Ich weiß nicht, ob sie davon ausging, dass die Aufforderungen ohne Folgen bleiben würden, dass der Staat seine Entscheidung nicht wirklich durchsetzen werde. Was ich weiß, ist, dass ihr deutlich gemacht wurde, was die Folge ist, wenn sie ihrer Ausreisepflicht nicht nachkommt.

Im vorliegenden Fall hätte ich mir auch gewünscht, die Mutter hätte ihrer Tochter diese sehr einschneidende Erfahrung erspart.

(Janine Wissler (DIE LINKE): Das ist ja das Allerletzte! Ist jetzt die Mutter daran schuld?)

Nun aber die Verantwortung hierfür den Vollzugsbehörden zuzuschieben, meine Damen und Herren,

(Norbert Schmitt (SPD): Das ist ja unerhört! – Zurufe von der LINKEN: Pfui!)

ist völlig unangemessen.

(Weitere Zurufe von der LINKEN)

Unbestritten ist es so, dass der Vollzug rechtsstaatlicher Entscheidungen im Einzelfall nicht immer einfach ist, weder für die Betroffenen noch für diejenigen, die sie vollziehen müssen, oder diejenigen, die sie miterleben müssen.
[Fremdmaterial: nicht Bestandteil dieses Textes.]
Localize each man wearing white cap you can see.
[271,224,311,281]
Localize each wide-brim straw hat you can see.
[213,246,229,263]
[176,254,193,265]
(Zuruf des Abg. Willi van Ooyen (DIE LINKE))

Aber es ist das Wesen eines Rechtsstaats, gegebenenfalls auch unangenehme Entscheidungen durchzusetzen.

Nun zunächst zum konkreten Sachverhalt, wie er mir berichtet wurde, wobei ich um Verständnis bitte, dass ich zu Einzelheiten des Asylverfahrens aus Gründen des Persönlichkeitsschutzes keine Angaben mache.

Am 22. November wurde durch die Zentrale Ausländerbehörde in Gießen ein Sammelcharterflug vom Flughafen Frankfurt durchgeführt, um vollziehbar ausreisepflichtige Personen mit serbischer Staatsangehörigkeit wieder nach dort zurückzubringen. Im Rahmen dieser Sammelabschiebung wurde auch eine Frau mit ihrer 16-jährigen Tochter aus dem Bereich Mittelhessen abgeschoben; sie waren seit 2014 ausreisepflichtig.

Die hessische Polizei versucht grundsätzlich, eine abzuschiebende Familie in den frühen Morgenstunden in ihrer Wohnung aufzusuchen; denn dann besteht eine hohe Wahrscheinlichkeit, dass noch alle Familienmitglieder gemeinsam angetroffen werden.